The move follows a poor summer season when TSA members, including , OOCL, APL, Cosco, Evergreen Marine, Hanjin, Hyundai Merchant Marine, K-Line, Maersk Sealand, P&O Nedlloyd and Yangming, were unable to raise rates.
Carriers have been forced to cancel both a general rate increase that would have taken effect in May and a peak season surcharge of US$300 per 40-foot unit. As a result freight rates have fallen back to 1998 levels.
The TSA follows the Far East Freight Conference (FEFC) which represents container lines serving Asia/Europe routes, in proposing a capacity cut.
Reports say the cuts are likely to echo proposals that will be discussed by FEFC members, namely the withdrawal of about 10,000 TEUs (20-foot equivalent units) of capacity a week for three months starting in October, assuming the European Union approves the move. This represents a 10 per cent cut in available cargo space on Europe-Asia routes.
As well, newly-delivered ships could also be laid up as sailings are cancelled and weekly services reduced to fortnightly.
Further capacity reductions are proposed by FEFC members early next year, while TSA plans, at a less advanced stage than those by the FEFC, could be introduced early next year. Overall, carriers posted a 15 per cent increase in the number of containers shipped eastbound last year.
Industry insiders predict there will be less than three per cent growth this year.
OOCL reported eight per cent growth in the total number of containers handled in the first half to 943,541 TEUs, compared with 873,278 TEUs a year earlier.
But this coincided with a fall of between three per cent and five per cent in freight rates.
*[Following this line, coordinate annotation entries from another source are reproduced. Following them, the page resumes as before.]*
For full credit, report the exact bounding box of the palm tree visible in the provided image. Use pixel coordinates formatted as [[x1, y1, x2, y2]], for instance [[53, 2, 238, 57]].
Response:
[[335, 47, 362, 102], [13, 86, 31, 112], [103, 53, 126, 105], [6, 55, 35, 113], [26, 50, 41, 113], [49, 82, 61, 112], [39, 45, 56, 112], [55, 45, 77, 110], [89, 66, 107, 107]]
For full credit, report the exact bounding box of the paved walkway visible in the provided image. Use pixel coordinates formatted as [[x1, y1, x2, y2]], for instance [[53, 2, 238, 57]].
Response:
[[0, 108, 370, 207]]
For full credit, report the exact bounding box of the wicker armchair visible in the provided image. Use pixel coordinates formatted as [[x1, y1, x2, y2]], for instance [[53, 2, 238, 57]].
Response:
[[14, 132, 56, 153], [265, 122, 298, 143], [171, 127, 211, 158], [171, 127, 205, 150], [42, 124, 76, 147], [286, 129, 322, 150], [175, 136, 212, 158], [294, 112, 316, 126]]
P&O Nedlloyd also saw a gain in the number of containers carried by its ships in the first six months to 1.52 million TEUs compared with 1.44 million TEUs in the same period.
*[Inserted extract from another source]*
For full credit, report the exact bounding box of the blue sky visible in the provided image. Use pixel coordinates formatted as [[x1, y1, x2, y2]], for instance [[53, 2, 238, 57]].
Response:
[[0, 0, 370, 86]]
Average revenue per TEU also rose to US$1,359 from US$1,323 in the same period last year. The arrival of larger vessels will also boost capacity when there is already overcapacity in the sector, depressing freight rates further.
A market report by UK firm, Drewry Shipping Consultants predicts that capacity will by about 12 per cent on Asia-Europe routes this year, compared with eight per cent on transpacific trades. This is expected to have a detrimental effect on freight rates.